Il existe, dit-on, une philosophie
Qui nous explique tout sans révélation,
Et qui peut nous guider à travers cette vie
Entre l’indifférence et la religion.
J’y consens. — Où sont-ils ces faiseurs de systèmes
Qui savent, sans la foi, trouver la vérité ?
Sophistes impuissans qui ne croient qu’en eux-mêmes,
Quels sont leurs argumens et leur autorité ?
L’un me montre ici-bas deux principes en guerre
Qui, vaincus tour à tour, sont tous deux immortels[1] ;
L’autre découvre au loin, dans le ciel solitaire,
Un inutile dieu qui ne veut pas d’autels[2].
Je vois rêver Platon et penser Aristote ;
J’écoute, j’applaudis, et poursuis mon chemin.
Sous les rois absolus je trouve un dieu despote ;
On nous parle aujourd’hui d’un dieu républicain.

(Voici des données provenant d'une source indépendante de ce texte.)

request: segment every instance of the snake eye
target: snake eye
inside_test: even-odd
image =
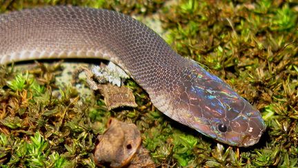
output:
[[[228,131],[228,127],[223,124],[220,124],[218,125],[218,129],[219,131],[225,133],[226,131]]]

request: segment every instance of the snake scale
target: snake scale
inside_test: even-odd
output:
[[[259,111],[227,84],[129,16],[66,6],[0,15],[0,64],[50,58],[108,59],[164,114],[232,146],[252,145],[266,129]]]

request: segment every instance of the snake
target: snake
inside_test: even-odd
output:
[[[0,64],[66,58],[116,64],[161,112],[219,142],[249,147],[266,130],[261,113],[231,86],[128,15],[74,6],[0,15]]]

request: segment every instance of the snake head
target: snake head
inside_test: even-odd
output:
[[[266,124],[248,102],[196,63],[180,75],[180,86],[172,92],[176,120],[232,146],[259,142]]]

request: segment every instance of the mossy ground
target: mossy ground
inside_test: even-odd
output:
[[[102,97],[82,97],[70,84],[58,88],[61,66],[27,72],[0,69],[0,165],[95,167],[97,134],[110,116],[135,123],[160,166],[298,167],[298,3],[292,1],[7,1],[0,11],[72,4],[150,17],[166,40],[204,65],[262,113],[267,131],[249,148],[217,144],[166,117],[132,80],[139,106],[108,111]]]

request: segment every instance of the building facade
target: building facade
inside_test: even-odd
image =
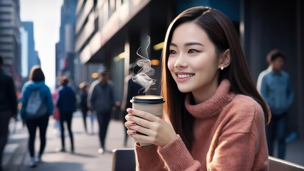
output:
[[[55,45],[57,80],[63,75],[74,79],[74,66],[77,62],[74,48],[76,4],[77,0],[64,0],[61,7],[60,39]]]
[[[14,78],[17,90],[21,80],[20,26],[19,0],[0,0],[0,55],[4,69]]]
[[[136,52],[146,47],[150,59],[160,60],[161,45],[172,20],[184,10],[195,6],[218,9],[232,20],[238,32],[246,60],[256,83],[267,68],[266,55],[273,49],[287,54],[284,70],[291,76],[297,96],[289,112],[288,131],[304,137],[304,75],[303,59],[304,3],[300,0],[79,0],[75,51],[83,66],[102,64],[110,68],[117,99],[121,100],[123,79],[128,67],[138,58]],[[158,88],[160,65],[153,66]],[[82,72],[90,82],[92,72]],[[94,72],[95,71],[91,71]],[[159,94],[159,90],[150,93]]]
[[[25,54],[23,53],[21,53],[21,61],[26,60],[27,67],[26,68],[23,68],[21,67],[22,69],[26,69],[26,71],[22,70],[22,73],[27,73],[27,75],[24,78],[28,79],[29,74],[31,71],[32,68],[34,65],[40,65],[41,62],[38,55],[38,51],[35,50],[35,41],[34,40],[34,22],[32,21],[22,21],[21,22],[22,27],[24,28],[24,31],[26,32],[26,39],[24,39],[24,37],[22,39],[21,41],[21,49],[23,49],[23,46],[26,47],[27,50],[26,51],[24,51]],[[23,37],[21,35],[21,37]],[[23,44],[25,44],[25,45]],[[23,59],[23,58],[25,58]],[[22,64],[22,66],[24,65],[23,63]],[[22,77],[24,77],[22,76]]]

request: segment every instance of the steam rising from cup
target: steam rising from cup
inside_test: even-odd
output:
[[[139,48],[136,54],[140,58],[136,60],[135,64],[141,68],[138,73],[135,73],[136,74],[135,76],[132,77],[132,80],[135,83],[138,84],[142,87],[142,88],[138,91],[143,89],[143,92],[144,93],[147,93],[147,91],[149,89],[155,89],[156,88],[150,88],[150,86],[155,85],[156,81],[156,80],[152,79],[149,77],[149,76],[154,75],[155,70],[151,68],[151,61],[149,59],[147,49],[150,45],[150,37],[149,35],[147,35],[147,36],[148,38],[148,44],[145,49],[147,58],[138,53],[138,51],[141,47]]]

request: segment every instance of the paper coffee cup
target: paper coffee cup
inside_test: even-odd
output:
[[[132,103],[132,108],[145,111],[162,118],[163,105],[165,103],[163,97],[154,95],[134,96],[130,101]],[[141,133],[139,134],[144,135]],[[138,141],[141,143],[145,143]]]

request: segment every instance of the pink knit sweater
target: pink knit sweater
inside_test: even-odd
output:
[[[136,170],[267,171],[268,152],[264,113],[252,98],[229,93],[223,80],[215,94],[187,110],[195,118],[189,152],[179,136],[160,148],[135,145]]]

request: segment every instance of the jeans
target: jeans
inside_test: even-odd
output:
[[[276,115],[273,114],[269,125],[266,127],[266,136],[269,155],[273,156],[273,144],[277,139],[278,158],[284,159],[286,143],[285,137],[286,134],[287,114]]]
[[[8,123],[12,114],[9,111],[0,112],[0,167],[2,165],[2,156],[4,146],[7,142]]]
[[[88,110],[87,108],[82,108],[81,111],[83,113],[83,119],[84,120],[84,131],[87,131],[86,129],[86,116],[87,116],[87,111]]]
[[[61,145],[62,149],[65,149],[65,127],[64,122],[67,121],[68,125],[68,130],[69,134],[69,138],[71,140],[71,150],[74,151],[74,138],[73,137],[73,133],[72,132],[72,118],[73,117],[73,112],[60,112],[60,126],[61,127]]]
[[[104,139],[106,136],[108,125],[111,119],[111,110],[104,112],[97,112],[97,120],[99,125],[99,138],[101,147],[104,149]]]
[[[39,156],[41,157],[43,153],[46,144],[46,133],[49,123],[49,115],[45,114],[41,117],[33,120],[27,120],[25,121],[30,134],[29,150],[32,157],[34,157],[35,155],[34,143],[36,137],[36,130],[37,127],[39,127],[39,134],[40,138],[40,150],[39,152]]]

Pythagore et Leibnitz transfigurent mon être.
Descartes m’abandonne au sein des tourbillons.
Montaigne s’examine, et ne peut se connaître ;
Pascal fuit en tremblant ses propres visions.
Pyrrhon me rend aveugle, et Zénon insensible ;
Voltaire jette à bas tout ce qu’il voit debout.
Spinosa, fatigué de tenter l’impossible,
Cherchant en vain son dieu, croit le trouver partout.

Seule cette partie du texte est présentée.